Я не обижалась на беззлобные замечания Ронни. Он постоянно ворчал на мой музыкальный вкус и на отсутствие познаний в интересных ему областях. Почему-то он был свято убеждён в том, что каждый здравомыслящий человек обязан знать, в каком году вышел «The rise and fall of Ziggy Stardust and the Spiders from Mars» Дэвида Боуи. В тысяча девятьсот семьдесят втором. Видите, что он со мной делал? Моя пустая голова стремительно заполнялась тонной полезной, с точки зрения Ронни, информацией. Я не знала, что с этой информацией делать, но и очистить от неё память уже не могла. Всё, чем он делился, вдохновлённый, с сияющими от восторга глазами, впитывалось в меня, как в губку.

– А я ей говорю: пошли ко мне. А она такая: ну пошли, но секса не будет. А чё тогда ко мне идти? Чай, что ли, пить?

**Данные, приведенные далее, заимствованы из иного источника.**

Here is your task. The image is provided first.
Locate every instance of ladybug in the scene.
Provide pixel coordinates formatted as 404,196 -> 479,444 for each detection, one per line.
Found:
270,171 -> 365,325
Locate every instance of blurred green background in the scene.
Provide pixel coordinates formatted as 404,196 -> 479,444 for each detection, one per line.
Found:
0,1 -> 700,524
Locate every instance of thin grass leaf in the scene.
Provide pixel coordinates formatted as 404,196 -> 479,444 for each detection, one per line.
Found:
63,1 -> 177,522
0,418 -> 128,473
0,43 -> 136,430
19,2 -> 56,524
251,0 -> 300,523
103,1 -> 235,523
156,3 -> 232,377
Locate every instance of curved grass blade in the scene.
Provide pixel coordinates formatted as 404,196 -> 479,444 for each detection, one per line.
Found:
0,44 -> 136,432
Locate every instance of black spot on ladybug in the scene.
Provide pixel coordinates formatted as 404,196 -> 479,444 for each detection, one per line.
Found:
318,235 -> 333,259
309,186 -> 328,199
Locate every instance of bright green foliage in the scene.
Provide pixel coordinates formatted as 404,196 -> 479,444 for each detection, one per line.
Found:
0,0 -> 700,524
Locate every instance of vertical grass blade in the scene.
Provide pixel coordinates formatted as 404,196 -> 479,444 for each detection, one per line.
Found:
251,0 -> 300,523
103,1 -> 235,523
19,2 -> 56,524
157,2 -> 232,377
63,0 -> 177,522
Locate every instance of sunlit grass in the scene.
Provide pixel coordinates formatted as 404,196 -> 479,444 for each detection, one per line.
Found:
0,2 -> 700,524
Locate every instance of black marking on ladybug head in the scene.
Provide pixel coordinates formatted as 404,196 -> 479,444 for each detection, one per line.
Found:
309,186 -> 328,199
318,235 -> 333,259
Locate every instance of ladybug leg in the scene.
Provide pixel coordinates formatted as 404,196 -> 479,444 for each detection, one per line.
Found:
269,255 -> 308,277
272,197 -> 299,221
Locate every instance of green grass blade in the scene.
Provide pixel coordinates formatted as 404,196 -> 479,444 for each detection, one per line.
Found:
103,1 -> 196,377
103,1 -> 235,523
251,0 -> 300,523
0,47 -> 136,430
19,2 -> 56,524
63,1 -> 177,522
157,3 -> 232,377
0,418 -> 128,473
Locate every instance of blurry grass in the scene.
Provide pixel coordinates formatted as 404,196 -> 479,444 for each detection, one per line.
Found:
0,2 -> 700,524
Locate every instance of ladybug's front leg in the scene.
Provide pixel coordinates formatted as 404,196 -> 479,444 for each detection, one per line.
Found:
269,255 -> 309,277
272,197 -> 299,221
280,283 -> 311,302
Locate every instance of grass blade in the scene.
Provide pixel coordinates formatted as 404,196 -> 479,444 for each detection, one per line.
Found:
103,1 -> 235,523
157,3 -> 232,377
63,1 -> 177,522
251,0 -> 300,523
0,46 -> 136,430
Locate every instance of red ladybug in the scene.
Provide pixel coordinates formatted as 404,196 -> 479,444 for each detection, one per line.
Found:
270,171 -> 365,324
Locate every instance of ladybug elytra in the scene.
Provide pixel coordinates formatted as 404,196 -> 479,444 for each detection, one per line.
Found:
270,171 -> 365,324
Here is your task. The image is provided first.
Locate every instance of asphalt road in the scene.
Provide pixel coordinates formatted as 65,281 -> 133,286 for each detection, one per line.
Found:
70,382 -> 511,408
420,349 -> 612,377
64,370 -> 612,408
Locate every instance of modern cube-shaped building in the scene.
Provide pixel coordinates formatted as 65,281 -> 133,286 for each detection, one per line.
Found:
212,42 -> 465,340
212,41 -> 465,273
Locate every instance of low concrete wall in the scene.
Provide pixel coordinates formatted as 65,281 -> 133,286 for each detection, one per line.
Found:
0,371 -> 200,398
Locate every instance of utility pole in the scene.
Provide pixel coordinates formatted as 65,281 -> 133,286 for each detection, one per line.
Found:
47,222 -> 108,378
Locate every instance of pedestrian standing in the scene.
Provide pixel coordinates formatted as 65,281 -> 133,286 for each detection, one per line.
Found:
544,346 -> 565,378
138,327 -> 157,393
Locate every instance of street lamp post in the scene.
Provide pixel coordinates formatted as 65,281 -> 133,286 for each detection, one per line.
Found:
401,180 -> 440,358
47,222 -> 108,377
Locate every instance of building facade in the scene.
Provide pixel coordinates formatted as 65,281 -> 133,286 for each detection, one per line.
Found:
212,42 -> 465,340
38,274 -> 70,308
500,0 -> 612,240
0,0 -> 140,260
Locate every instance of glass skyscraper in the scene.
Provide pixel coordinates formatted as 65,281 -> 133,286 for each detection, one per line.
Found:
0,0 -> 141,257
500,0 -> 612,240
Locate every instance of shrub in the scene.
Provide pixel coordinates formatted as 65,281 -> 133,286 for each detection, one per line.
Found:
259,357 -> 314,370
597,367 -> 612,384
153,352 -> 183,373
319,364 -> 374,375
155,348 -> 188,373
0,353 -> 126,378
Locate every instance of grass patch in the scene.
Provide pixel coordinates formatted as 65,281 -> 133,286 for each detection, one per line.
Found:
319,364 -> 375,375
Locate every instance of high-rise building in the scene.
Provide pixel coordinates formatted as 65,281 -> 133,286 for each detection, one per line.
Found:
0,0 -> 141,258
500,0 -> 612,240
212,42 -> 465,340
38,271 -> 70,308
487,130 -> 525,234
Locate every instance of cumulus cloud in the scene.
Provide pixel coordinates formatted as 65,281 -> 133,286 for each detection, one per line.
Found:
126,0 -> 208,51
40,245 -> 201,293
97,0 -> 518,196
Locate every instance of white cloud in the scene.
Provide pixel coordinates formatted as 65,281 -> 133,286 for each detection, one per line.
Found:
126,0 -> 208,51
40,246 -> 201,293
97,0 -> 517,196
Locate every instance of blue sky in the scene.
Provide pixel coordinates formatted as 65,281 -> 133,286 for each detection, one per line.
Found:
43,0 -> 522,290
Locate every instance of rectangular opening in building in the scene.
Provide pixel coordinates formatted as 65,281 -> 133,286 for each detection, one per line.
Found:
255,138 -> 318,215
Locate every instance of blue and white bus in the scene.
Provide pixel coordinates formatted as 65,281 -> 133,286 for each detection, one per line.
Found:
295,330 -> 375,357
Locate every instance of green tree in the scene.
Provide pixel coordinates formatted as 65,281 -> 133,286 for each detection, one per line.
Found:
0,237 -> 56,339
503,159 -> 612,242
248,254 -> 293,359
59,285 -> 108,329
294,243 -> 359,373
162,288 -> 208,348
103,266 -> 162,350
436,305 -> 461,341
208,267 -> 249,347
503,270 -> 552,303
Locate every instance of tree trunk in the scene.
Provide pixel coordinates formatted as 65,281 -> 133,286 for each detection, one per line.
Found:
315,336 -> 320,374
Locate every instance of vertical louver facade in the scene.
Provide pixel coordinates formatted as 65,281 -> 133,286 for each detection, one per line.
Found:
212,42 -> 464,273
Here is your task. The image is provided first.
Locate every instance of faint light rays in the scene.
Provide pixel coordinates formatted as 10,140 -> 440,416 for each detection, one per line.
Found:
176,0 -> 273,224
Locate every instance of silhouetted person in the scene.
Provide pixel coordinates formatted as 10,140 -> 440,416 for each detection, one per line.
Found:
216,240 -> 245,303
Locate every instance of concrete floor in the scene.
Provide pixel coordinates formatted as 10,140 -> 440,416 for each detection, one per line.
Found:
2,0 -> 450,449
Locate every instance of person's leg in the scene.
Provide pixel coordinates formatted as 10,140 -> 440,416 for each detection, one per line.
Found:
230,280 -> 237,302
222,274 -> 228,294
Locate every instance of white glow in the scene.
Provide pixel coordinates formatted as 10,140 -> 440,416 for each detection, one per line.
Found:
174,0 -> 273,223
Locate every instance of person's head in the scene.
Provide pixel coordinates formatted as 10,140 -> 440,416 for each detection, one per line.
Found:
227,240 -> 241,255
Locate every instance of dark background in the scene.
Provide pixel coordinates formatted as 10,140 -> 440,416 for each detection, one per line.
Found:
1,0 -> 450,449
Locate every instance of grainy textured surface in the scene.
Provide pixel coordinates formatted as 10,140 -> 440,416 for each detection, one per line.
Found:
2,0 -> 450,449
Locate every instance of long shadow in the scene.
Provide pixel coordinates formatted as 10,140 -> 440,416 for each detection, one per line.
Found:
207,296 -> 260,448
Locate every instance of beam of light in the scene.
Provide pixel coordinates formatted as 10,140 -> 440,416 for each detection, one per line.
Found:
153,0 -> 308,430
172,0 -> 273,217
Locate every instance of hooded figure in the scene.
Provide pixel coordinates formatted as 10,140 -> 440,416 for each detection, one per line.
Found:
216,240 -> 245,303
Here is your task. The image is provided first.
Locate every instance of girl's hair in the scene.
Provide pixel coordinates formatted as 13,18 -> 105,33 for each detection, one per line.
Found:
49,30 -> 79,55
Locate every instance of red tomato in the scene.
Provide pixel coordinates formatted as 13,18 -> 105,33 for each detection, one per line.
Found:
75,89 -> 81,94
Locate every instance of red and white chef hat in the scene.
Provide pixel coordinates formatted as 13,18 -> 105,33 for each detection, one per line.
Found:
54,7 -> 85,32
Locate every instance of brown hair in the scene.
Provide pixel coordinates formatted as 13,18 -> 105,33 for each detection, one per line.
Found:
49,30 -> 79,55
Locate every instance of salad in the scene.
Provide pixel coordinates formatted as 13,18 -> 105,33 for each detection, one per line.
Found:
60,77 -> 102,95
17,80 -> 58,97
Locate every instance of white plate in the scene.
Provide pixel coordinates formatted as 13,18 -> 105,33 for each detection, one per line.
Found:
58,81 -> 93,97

Раздался взрыв хохота, будто говоривший очкарик выдал невероятную остроту, а девочка с чёрными волосами сказала: «Ну ты и тупой». Я, утомлённая необходимостью отвечать на водопад вопросов о себе, практически не участвовала в разговоре, лишь изредка кивая или выдавая что-то вроде «г-хм», когда кто-нибудь из компании обращался ко мне. Ронни общался с ними с трона в виде карусели, но чаще и он тоже молчал, предаваясь каким-то своим мыслям. Только сказал мне между делом: «Если эти придурки тебя достанут – уйдём ко мне смотреть кино». Кэтти в ответ сказала, что придурок тут только один, высокий такой, на карусели сидит, и я, наверное, впервые за долгое время, рассмеялась: над задором Кэтти, над кислым выражением лица Ронни. Смех – странная штука. Здорово, когда люди смеются – это как живительный эликсир, наполняющий энергией и их самих, и всех окружающих. Вот только у меня смеяться получалось редко. Будто рефлекс не срабатывал в нужный момент. Хмыканье неопределённого эмоционального окраса – мой потолок.

Тощий очкарик (не так уж просто за раз запомнить с десяток имён, особенно когда обращения вроде «придурок» звучат чаще) передал по кругу объёмный пакет, доверху набитый мягкими зефирками – маршмэллоу. Сочетание зефира с пивом показалось мне отвратительным.

– А что такого? – обиженно сказал он. – Это очень вкусно.

– Да, но не с пивом же, – ответила я.

– Именно с пивом, – продолжил он настаивать. – Чем хуже пиво, тем круче оно сочетается со сладким.

– Да говно, а не сочетание, – ответил другой, впиваясь зубами в ломтики зажаренного до хруста бекона, которые доставал из картонной коробки. Я уже объелась этого бекона. – Он у нас со странностями.

– А мне нравится, – заявила Кэтти.

– Ты у нас тоже со странностями.

Вдруг спину мне обожгло холодом.

Вполуха слушая разгорающийся спор Тощего Очкарика и Владельца Бекона (кажется, его звали Стив – парень в футболке с надписью «Ramones» и в тяжёлых ботинках), я обернулась. Позади клубился рыжеватый из-за отсветов костра полумрак. Бездумно приняв новую бутылку пива из рук Кэтти, я всмотрелась в сумерки, сама толком не понимая, зачем.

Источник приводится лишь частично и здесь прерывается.